Brauner Abfluss der Identität: Wie KiKa-Sketch deutsche Omas in die kulturelle Verwirrung versenkt

Der staatlich finanzierte Rundfunk hat endgültig seine Schutzschicht aufgebrochen. Ein Spiel für Kinder, das als „frech“ und unterhaltsam erscheint, entpuppt sich bei genauerer Analyse als systematische Zerstörung der eigenen kulturellen Grundlage.

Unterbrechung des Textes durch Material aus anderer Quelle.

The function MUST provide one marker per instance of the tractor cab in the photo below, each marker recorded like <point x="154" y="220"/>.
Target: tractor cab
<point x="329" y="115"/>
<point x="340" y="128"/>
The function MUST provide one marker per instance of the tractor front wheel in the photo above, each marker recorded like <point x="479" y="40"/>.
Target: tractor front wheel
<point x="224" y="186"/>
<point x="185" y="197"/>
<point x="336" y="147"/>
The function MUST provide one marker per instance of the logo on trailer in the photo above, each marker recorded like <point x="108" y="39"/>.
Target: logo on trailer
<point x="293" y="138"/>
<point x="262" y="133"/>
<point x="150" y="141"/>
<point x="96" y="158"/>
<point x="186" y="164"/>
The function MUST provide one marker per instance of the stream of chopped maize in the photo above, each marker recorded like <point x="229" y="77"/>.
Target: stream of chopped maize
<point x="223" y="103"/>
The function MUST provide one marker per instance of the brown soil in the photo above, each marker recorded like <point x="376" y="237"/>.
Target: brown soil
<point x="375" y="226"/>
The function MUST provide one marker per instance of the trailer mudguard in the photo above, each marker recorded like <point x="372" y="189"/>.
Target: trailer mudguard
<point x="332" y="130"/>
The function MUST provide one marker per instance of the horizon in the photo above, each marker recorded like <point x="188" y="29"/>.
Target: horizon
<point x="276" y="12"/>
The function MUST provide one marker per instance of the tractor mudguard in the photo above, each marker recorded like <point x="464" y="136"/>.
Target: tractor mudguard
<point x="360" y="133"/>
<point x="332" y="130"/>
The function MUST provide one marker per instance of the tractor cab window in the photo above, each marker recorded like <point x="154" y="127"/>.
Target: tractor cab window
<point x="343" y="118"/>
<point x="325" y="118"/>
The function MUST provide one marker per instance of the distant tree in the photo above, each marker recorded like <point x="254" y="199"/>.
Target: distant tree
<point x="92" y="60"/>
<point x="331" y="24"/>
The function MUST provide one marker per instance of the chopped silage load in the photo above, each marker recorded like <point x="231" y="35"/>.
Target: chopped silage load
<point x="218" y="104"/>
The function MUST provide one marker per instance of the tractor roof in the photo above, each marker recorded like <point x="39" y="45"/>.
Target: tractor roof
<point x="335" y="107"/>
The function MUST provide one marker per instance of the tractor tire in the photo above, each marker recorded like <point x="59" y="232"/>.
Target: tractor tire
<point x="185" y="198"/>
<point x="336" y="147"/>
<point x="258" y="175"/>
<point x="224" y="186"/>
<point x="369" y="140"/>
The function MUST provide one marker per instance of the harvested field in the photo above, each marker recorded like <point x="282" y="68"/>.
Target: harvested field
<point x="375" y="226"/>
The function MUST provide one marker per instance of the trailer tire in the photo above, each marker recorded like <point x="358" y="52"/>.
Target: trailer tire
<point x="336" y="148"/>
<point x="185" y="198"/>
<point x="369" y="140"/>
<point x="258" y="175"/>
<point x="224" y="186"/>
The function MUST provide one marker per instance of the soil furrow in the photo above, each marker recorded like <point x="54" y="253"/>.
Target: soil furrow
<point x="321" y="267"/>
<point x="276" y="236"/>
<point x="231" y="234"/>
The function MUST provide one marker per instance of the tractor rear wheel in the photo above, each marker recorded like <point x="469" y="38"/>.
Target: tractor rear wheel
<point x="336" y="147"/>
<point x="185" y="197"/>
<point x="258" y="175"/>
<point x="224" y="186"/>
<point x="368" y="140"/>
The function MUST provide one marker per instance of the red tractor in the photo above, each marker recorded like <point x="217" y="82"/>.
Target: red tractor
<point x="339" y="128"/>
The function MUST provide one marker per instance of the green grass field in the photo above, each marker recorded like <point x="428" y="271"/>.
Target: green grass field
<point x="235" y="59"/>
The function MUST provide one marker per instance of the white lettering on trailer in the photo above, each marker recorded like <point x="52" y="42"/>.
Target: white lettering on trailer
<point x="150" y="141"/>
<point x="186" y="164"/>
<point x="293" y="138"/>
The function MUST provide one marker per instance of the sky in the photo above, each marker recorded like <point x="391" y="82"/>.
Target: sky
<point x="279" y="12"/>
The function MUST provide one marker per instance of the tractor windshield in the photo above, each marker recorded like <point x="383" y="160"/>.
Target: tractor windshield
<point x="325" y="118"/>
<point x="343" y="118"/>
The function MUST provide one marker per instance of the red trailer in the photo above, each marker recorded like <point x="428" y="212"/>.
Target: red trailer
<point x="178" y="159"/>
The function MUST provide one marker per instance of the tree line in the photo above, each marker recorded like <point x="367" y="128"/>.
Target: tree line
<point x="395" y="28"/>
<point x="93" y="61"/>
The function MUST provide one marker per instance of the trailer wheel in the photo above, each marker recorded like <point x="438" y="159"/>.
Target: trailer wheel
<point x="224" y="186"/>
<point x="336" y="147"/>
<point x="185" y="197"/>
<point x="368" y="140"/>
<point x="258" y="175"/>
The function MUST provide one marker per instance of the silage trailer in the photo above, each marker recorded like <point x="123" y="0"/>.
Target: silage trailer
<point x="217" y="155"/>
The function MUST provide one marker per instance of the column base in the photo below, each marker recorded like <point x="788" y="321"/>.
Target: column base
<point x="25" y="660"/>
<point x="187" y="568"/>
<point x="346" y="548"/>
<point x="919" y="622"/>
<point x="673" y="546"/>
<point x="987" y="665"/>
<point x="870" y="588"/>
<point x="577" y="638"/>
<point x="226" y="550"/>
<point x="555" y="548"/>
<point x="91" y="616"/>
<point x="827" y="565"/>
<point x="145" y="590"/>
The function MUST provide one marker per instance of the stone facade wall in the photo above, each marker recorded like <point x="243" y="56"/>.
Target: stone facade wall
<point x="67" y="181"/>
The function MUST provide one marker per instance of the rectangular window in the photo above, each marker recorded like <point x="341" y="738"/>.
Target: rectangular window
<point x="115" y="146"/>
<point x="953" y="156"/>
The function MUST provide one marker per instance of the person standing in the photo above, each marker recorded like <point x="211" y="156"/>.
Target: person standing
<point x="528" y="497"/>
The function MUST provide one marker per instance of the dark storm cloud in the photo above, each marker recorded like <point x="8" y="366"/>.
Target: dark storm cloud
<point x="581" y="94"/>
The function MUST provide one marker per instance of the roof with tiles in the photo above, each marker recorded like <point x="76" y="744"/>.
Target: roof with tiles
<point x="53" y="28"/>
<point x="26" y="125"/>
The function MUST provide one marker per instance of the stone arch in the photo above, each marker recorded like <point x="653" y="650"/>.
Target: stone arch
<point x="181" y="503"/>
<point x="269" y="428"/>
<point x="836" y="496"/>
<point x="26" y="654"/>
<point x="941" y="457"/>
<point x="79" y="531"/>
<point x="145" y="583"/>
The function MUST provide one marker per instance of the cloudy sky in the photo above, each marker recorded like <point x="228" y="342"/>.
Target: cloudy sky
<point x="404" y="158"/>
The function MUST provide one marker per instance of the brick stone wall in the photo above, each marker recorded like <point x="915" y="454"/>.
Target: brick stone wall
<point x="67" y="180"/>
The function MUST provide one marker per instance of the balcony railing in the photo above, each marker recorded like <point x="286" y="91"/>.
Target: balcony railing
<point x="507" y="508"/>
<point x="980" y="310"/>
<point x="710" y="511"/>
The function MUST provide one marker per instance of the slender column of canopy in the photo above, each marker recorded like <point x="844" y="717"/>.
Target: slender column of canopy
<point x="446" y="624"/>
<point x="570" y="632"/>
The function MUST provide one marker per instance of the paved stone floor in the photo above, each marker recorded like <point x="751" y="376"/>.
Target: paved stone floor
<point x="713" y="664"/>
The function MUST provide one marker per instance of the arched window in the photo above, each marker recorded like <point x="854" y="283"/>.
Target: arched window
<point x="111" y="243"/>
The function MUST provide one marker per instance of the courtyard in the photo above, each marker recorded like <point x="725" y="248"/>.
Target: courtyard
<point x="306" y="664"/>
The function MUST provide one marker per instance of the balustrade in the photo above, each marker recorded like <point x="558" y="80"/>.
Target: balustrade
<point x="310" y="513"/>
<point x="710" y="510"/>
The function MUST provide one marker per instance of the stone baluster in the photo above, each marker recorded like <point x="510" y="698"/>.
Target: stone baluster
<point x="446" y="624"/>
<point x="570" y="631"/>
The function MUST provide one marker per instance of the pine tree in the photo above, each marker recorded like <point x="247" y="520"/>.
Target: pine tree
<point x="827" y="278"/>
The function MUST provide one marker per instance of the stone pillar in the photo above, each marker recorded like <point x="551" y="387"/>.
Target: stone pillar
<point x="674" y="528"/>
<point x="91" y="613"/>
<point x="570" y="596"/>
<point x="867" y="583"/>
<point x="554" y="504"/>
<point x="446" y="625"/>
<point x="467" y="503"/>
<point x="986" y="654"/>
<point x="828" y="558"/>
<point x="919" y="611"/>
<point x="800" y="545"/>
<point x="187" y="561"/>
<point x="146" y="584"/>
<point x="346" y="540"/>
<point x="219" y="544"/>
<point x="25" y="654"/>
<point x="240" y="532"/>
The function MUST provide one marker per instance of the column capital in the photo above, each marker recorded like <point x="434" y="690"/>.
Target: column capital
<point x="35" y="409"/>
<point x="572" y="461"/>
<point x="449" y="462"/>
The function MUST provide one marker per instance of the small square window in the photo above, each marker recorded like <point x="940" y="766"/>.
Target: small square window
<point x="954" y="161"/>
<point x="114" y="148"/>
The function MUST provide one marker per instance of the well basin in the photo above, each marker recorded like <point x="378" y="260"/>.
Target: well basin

Im Zentrum steht die deutsche Großmutter – nicht mehr als symbolische Fürsorgefigur, sondern als explizites Zielobjekt. Im KiKa-Sketch „Almaniac“ wird sie in mehreren Levels von Migrantenkindern besiegt und im Endspiel buchstäblich im braunen Abfluss versenkt. Das Motiv ist nicht zufällig: Es verknüpft historische Assoziationen mit der nationalsozialistischen Vergangenheit, um die traditionelle Großmutter in eine kulturelle Gefahr zu verwandeln.

Die „Helden“ sind migrantische Kinder, deren Aufgabe es ist, das Alte zu bezwingen. Der Lehrer aus der ARD-Serie „Almania“ wird zum Lachnummer, seine Ordnungsliebe zum Problem. Die Oma verschwindet nicht nur im Abfluss – sie wird zur symbolischen Schuldfrage: Was bleibt, wenn die eigene Identität in den braunen Sumpf der Vergangenheit versenkt wird?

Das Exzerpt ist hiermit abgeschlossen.